Roger Kershaw: How would someone interested in becoming a visiting team member contact you?

Emily DeMers: Send me an e-mail, and I'll send you an info form to send back to us, <[email protected]>.


Amy Sebring: On the tribal issue, Mike do you expect NEMA will have a role in the study or be consulted by FEMA?

Mike Austin: Yes, I am working with FEMA on the construction of the question form. We are meeting in Green Bay the last week in March to discuss the questions with several tribal reps.


Amy Sebring: Mike, I would suggest that you contact Cam King, or Cam talk to you. He has had a great deal of experience with tribal issues/needs in Canada that may be helpful.

Avagene Moore: Good idea, Amy.

Mike Austin: We need all the help we can get.


Avagene Moore: Cam, would you like to input your email address for Mike?

Cam King: Mike/Emily - address is <[email protected]>.


Amy Sebring: The next NEMA meeting will be in August?

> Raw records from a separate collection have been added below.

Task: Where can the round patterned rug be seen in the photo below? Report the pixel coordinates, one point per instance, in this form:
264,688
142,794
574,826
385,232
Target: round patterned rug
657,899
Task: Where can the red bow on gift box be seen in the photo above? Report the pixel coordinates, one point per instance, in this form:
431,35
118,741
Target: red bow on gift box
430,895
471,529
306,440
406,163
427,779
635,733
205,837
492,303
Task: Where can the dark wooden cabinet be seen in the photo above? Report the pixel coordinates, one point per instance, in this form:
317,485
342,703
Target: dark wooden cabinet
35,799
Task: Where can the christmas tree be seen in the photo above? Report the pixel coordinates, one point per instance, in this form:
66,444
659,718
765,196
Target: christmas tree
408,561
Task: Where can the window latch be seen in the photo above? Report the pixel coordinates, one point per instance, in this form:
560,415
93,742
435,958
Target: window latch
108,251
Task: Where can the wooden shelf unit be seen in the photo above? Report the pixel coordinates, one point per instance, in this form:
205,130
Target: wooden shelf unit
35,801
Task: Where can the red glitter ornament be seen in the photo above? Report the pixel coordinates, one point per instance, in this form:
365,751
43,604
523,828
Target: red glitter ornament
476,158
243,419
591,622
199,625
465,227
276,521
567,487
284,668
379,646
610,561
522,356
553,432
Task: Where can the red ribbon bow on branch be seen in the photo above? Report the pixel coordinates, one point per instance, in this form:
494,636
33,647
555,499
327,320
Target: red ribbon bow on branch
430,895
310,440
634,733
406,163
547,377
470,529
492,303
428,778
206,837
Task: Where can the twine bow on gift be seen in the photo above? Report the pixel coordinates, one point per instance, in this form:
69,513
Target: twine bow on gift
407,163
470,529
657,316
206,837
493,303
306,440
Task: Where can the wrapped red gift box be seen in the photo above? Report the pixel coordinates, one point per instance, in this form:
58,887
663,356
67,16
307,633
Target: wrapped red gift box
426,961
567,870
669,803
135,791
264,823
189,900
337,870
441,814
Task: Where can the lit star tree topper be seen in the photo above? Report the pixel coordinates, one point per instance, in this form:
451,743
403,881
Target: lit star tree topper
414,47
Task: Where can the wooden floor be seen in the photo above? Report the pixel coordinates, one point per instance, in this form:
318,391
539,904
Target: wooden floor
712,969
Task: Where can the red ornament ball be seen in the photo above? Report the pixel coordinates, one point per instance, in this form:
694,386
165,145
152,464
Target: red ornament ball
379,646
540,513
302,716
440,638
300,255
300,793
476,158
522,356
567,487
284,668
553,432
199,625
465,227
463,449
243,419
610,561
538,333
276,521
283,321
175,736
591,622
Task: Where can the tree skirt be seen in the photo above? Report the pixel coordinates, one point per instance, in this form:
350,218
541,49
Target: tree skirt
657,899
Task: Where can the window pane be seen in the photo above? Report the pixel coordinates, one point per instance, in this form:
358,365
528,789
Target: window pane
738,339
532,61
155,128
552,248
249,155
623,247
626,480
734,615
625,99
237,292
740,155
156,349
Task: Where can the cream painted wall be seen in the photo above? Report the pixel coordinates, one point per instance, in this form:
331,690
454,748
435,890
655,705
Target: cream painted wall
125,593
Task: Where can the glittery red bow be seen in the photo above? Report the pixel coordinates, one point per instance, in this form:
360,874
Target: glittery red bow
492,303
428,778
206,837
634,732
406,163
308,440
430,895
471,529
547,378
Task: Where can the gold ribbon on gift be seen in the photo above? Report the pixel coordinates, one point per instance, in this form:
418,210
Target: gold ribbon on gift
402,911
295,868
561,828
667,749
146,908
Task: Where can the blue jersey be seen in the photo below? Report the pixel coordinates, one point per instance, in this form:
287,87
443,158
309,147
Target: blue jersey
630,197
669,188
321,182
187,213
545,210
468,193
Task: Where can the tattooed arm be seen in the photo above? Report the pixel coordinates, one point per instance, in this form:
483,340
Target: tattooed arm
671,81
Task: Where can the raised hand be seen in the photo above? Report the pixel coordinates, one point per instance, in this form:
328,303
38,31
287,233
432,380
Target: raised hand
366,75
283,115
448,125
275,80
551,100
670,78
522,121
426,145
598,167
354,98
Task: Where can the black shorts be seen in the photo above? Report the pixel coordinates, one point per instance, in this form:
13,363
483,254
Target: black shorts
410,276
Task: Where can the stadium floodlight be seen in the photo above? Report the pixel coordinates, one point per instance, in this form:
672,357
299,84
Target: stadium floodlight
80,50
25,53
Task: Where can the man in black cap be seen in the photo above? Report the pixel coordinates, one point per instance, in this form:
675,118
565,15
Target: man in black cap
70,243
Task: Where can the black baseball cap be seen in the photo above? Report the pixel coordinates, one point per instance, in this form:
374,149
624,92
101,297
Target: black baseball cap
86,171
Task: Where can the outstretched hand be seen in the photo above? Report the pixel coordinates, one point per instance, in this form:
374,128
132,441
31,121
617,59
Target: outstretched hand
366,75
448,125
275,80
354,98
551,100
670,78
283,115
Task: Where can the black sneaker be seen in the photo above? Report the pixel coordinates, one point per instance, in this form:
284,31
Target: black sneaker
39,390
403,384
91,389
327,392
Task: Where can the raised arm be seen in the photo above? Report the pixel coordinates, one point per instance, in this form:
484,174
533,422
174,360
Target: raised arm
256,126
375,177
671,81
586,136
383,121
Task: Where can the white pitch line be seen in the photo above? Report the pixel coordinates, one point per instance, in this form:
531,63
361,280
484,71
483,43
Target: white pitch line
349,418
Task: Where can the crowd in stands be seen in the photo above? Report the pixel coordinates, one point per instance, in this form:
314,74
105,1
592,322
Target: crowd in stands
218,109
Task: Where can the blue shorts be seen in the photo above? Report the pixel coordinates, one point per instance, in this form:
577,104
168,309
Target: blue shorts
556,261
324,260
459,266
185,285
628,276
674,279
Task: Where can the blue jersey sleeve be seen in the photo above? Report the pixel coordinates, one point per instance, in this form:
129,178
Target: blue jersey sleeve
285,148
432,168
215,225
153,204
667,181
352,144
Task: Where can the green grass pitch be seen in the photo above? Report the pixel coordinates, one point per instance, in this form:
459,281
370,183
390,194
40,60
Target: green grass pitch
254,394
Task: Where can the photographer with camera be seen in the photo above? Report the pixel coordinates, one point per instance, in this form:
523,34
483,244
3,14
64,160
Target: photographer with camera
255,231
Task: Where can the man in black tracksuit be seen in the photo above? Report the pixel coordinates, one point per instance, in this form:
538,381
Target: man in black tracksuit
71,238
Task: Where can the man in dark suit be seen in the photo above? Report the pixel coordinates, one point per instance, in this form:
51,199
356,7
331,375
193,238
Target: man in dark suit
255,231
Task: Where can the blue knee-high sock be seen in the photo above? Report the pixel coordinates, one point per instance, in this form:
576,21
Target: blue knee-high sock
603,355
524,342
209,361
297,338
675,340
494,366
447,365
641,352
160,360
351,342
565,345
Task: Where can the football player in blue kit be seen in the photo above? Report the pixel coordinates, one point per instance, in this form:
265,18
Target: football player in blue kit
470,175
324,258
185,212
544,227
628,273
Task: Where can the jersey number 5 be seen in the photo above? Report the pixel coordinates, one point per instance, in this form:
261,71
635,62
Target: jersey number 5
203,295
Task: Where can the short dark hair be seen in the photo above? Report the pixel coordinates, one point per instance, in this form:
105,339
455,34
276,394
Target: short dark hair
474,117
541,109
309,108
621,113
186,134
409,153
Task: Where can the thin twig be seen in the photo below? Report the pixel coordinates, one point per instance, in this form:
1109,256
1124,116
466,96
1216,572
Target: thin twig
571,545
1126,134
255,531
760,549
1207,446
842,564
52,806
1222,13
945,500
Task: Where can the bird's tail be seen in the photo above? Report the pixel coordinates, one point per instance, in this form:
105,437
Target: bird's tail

Emily DeMers: September in Montana.

Amy Sebring: Any particular focus planned for that meeting?

Emily DeMers: We are working on agenda now, the DMA implementation will likely still be an issue.

Amy Sebring: Thanks Emily.


Avagene Moore: Our time for Q&A is up. Mike and Emily, thank you for being with us today. You did a good job for us and we hope you enjoyed the experience as well. Please stand by while we take care of a few announcements.

Emily DeMers: Thanks for everyone's interest and good questions and comments.

Avagene Moore: First of all, the transcript of today's session will be posted later today. The reformatted versions will be available by Friday or Monday.

We are delighted to welcome new Partners. If you and your organization or affiliated group are not currently an EIIP Partner, please see criteria and Partnership form at <http://www.emforum.org/partners/criteria.htm> .

Amy, would you please tell us about the EIIP session for next week?

Amy Sebring: Thank you, Ava. We are still waiting for confirmation, however, next week we are planning a session with representatives from the National Domestic Preparedness Office. Our speaker will be Richard Sanders. The mission of the NDPO is "to coordinate all federal efforts ... to assist state and local emergency responders with planning, training, equipment, and exercise needs necessary to respond to a weapon of mass destruction (WMD) incident." Please join us then. Back to you, Ava.

Avagene Moore: Thank you, Amy. Thanks to all participants today. You may chat awhile longer if you like - no need to use question marks now. Please help us express our appreciation to Emily and Mike for today's fine session.